By following the formula for overcoming the conditions of the environment, the body, and time, and elevating our emotions during our meditations, we train our minds and hearts to step out of the driver’s seat and surrender to the energy that balances and orchestrates the symphony of life.

With the help and participation of our students during our workshops, our newly assembled research team has begun (and will continue) to collect data from pre- and post-workshop conditions using very specialized instruments, as well as brain scans and heart rate variability devices. Each weeklong event where we perform these types of tests will deepen our understanding of the capabilities of the human organism, both individually and collectively, and will help us tell the transformation story with greater detail and profundity.

Even with the evidence our students have provided in video testimonials—including medical tests showing the absence of disease, where just days earlier the disease was clinically present—some of our new researchers entered into this work with healthy skepticism. However, once the scientists witnessed firsthand, real-time remissions of diseases, they too became inspired to seek answers to bigger questions such as, how is this possible? And what is really happening inside the brain and body?

Because students at all of our live events are eating almost the same foods, sleeping approximately the same amount, waking up at the same time, and doing the same things—that is, following the guided meditations—these types of rhythms that could never be replicated in a laboratory setting are providing a unique opportunity to sample a uniform population. As a result, we will continue to deepen our collaboration with the HeartMath Institute, in addition to our own brain-research scientists, as well as work with scientists from the University of California, San Diego. This team of scientists are enthusiastic, dedicated to asking better questions, and ready to make history.

What’s Beyond Supernatural?

In my last book, Becoming Supernatural: How Common People Are Doing the Uncommon, we published our research findings which demonstrated how gene expression can change in just four days of meditation.
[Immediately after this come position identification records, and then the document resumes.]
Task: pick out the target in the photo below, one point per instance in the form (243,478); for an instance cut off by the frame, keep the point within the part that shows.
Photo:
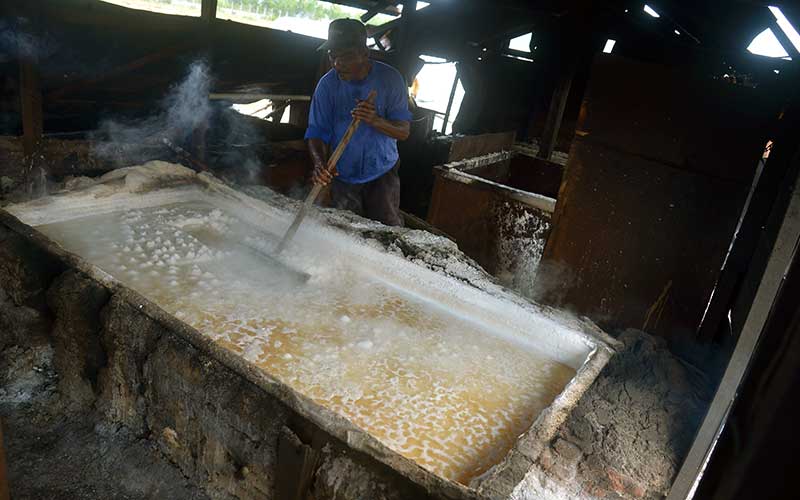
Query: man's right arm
(320,152)
(320,133)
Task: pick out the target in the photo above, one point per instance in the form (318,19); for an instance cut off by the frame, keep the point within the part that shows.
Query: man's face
(349,63)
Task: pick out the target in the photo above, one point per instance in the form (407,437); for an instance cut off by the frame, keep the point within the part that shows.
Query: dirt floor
(52,455)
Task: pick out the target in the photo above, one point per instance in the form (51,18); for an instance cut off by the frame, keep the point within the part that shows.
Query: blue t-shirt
(370,153)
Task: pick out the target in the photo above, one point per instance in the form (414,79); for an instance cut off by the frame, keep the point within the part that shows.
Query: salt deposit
(435,387)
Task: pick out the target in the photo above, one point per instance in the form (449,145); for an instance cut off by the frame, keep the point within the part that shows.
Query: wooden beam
(555,114)
(250,97)
(134,65)
(450,101)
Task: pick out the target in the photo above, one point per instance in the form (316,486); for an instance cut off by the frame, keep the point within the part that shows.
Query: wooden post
(4,495)
(555,114)
(405,46)
(31,105)
(450,102)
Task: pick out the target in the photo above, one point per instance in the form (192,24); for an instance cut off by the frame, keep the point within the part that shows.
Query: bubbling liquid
(435,387)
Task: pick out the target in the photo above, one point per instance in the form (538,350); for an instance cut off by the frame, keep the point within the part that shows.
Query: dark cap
(345,34)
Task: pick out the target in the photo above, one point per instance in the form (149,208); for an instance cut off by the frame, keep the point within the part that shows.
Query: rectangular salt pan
(449,391)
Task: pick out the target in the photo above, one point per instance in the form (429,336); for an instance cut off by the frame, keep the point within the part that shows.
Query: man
(365,180)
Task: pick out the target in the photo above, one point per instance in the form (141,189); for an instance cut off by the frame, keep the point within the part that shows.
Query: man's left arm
(396,124)
(396,129)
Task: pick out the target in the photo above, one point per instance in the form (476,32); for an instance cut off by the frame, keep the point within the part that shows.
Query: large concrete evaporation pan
(444,382)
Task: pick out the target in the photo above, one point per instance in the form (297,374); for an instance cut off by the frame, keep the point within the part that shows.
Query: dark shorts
(378,199)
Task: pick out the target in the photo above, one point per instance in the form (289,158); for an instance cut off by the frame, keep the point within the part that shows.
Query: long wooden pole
(312,196)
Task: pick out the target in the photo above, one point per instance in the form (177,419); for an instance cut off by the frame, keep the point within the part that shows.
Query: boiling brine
(433,386)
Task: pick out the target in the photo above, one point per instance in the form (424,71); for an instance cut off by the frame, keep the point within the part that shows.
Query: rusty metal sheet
(477,145)
(635,243)
(503,232)
(535,175)
(676,117)
(656,179)
(465,213)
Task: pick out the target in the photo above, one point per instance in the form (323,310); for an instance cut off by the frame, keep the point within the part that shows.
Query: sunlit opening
(521,43)
(786,27)
(767,44)
(650,11)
Now we will be able to expand these findings in more detail because the University of California, San Diego research department has an extensive laboratory of very sophisticated technology and instrumentation, which we can use to measure very specific information at a cellular level.

To perform these studies, we will take blood samples from volunteer students pre- and post-workshop—while in between, for seven days, they will be fully immersed in processing new thoughts, making new choices, doing new things, creating new experiences, and embracing new feelings and emotions. In other words, they’ll be bathing their body’s cells with new information.

Next, to document any changes in gene expression, our researchers will observe and record the reactions of specific types of cells in the body (nerve cells, white blood cells, heart cells, etc.) when they come into contact with these different pre- and post-blood samples. The samples will allow us to test for specific protein markers, signaling compounds, and elements that will measure epigenetic changes happening at the cellular level. The hope is to demonstrate that one week of really creating a new personality will produce these fundamental, measurable changes—right at the cellular level.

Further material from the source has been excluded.